“Prompt Engineering” is a book that makes it clear from the very beginning who it is written for. And that’s good — because this is not a handbook for a casual chat user who just wants to “talk better with AI.” It’s primarily a book for developers and prompt engineers who actually build on top of models and need to understand how they work, what their limitations are, and what good practices look like so they can consistently produce better prompts. A typical user will quickly feel overwhelmed — and understandably so, because a big part of the material requires solid familiarity with LLMs, including API-level concepts.
Let’s start with the less pleasant aspects. There are sections that feel overcomplicated or unnecessarily lengthy. And occasionally you stumble upon strange phrases like “the common sense of the LLM,” which don’t quite match.
But once you get past these weaker parts, you’ll notice that the authors have a thoughtful and transparent approach. They discuss different techniques, presenting both their strengths and weaknesses. This helps the reader understand exactly where certain recommendations come from. It builds real awareness and skill — not just “apply this rule,” but why you should apply it.

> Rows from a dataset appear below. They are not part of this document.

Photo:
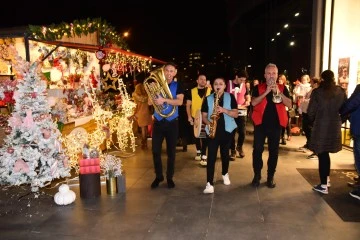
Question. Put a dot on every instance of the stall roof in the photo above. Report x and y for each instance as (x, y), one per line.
(88, 47)
(21, 32)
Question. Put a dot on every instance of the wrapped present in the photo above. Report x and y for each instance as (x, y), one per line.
(89, 169)
(89, 162)
(90, 185)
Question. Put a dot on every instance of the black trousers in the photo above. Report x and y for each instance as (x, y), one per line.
(168, 131)
(306, 126)
(240, 122)
(324, 166)
(201, 145)
(273, 136)
(213, 145)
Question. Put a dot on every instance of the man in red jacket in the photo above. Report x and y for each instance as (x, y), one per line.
(269, 116)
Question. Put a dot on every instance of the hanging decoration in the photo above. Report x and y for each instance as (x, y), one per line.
(107, 33)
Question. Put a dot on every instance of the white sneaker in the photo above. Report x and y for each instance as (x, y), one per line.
(198, 155)
(209, 188)
(226, 179)
(203, 163)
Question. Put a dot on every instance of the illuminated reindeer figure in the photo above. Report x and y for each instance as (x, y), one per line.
(122, 123)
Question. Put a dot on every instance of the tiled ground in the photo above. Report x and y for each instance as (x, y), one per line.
(289, 211)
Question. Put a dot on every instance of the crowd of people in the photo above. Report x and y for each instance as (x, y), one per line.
(218, 112)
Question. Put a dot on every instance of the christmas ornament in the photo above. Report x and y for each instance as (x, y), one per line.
(65, 196)
(10, 150)
(8, 130)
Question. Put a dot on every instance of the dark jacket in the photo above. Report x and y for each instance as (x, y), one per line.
(324, 114)
(352, 107)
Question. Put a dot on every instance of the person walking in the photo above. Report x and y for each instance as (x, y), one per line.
(142, 112)
(269, 116)
(218, 112)
(323, 113)
(194, 99)
(282, 80)
(238, 88)
(306, 125)
(166, 127)
(352, 107)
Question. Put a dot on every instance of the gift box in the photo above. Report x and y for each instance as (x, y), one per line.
(89, 169)
(121, 183)
(89, 162)
(90, 185)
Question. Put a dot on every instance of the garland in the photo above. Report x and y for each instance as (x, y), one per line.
(107, 33)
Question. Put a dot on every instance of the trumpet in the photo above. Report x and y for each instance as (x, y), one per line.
(214, 116)
(276, 95)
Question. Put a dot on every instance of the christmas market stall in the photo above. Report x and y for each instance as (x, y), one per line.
(63, 95)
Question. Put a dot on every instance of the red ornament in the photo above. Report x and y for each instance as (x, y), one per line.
(100, 54)
(10, 150)
(7, 130)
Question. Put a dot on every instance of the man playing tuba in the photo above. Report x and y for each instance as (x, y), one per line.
(166, 124)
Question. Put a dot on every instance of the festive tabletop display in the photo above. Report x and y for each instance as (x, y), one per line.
(32, 152)
(65, 196)
(111, 165)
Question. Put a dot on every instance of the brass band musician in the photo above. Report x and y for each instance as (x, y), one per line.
(238, 88)
(218, 112)
(166, 125)
(269, 100)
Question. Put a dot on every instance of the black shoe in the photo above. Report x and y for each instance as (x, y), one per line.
(270, 183)
(241, 152)
(256, 180)
(232, 155)
(171, 183)
(156, 182)
(354, 184)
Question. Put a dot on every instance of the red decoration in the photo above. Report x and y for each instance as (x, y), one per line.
(10, 150)
(93, 79)
(7, 130)
(100, 54)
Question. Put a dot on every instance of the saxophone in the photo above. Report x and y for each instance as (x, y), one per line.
(214, 117)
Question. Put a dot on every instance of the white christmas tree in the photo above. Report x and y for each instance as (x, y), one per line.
(32, 153)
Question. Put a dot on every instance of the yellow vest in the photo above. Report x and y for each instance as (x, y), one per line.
(196, 100)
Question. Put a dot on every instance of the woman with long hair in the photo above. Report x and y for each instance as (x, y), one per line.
(323, 111)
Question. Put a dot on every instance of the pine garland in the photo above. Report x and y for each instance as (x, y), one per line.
(53, 32)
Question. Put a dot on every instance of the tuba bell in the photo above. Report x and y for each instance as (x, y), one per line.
(156, 85)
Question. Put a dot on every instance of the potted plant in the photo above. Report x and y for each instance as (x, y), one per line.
(111, 166)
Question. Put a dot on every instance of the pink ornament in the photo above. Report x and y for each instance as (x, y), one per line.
(8, 130)
(46, 133)
(28, 120)
(10, 150)
(21, 166)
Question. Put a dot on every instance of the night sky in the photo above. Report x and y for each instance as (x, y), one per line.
(161, 29)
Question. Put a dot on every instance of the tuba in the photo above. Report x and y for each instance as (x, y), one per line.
(156, 85)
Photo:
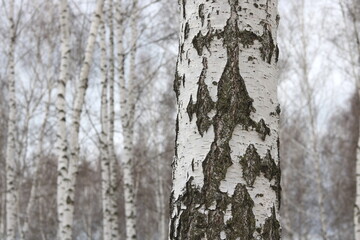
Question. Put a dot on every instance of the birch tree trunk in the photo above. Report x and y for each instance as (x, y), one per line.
(11, 186)
(68, 164)
(226, 172)
(35, 182)
(112, 158)
(105, 164)
(127, 92)
(61, 139)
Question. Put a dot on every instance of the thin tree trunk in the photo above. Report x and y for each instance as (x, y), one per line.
(112, 158)
(105, 164)
(226, 172)
(68, 166)
(160, 202)
(127, 102)
(11, 186)
(34, 186)
(61, 140)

A big plus goes to the visual examples — many of the discussed concepts are illustrated, and it works extremely well. Ideas that initially sound abstract suddenly become intuitive. There are also exercises that force you to think and help you organize the knowledge.
I also appreciate the authors’ approach: before you start crafting prompts, you must first understand how the LLM works. Why it behaves the way it does. Where incorrect answers come from. How tokenizers influence prompt precision. It sounds academic, but in practice it makes prompt work significantly easier. At first, it may feel overwhelming — especially since the introduction is quite long — but I know this pain well; the same thing happens during the trainings I run.
Some elements are genuinely fresh, for example, the dynamic construction of system prompts. Honestly, I haven’t seen this discussed in other publications yet.
A big plus for the references to research papers. They make it easy to trace the sources and explore topics more deeply, which is especially valuable in such a rapidly evolving field.
Unfortunately, the book is partially outdated. You can see a strong focus on GPT-3, which makes some details obsolete today. There are suggestions that simply no longer apply (e.g., regarding “echo”). On the other hand, this also highlights which concepts turned out to be timeless. The section on tool calling, for example, doesn’t mention MCP, but it essentially describes the mechanism that MCP implements. So even though the book discusses older technologies, it doesn’t diminish its practical value.
Summary:
This is an uneven book — at times too broad, sometimes overly verbose — but still packed with concrete, practical, and well-explained guidance. If you build prompts professionally, it will give you a solid foundation. If you use LLMs casually, this isn’t the book for you.
But for an engineer: absolutely worth it.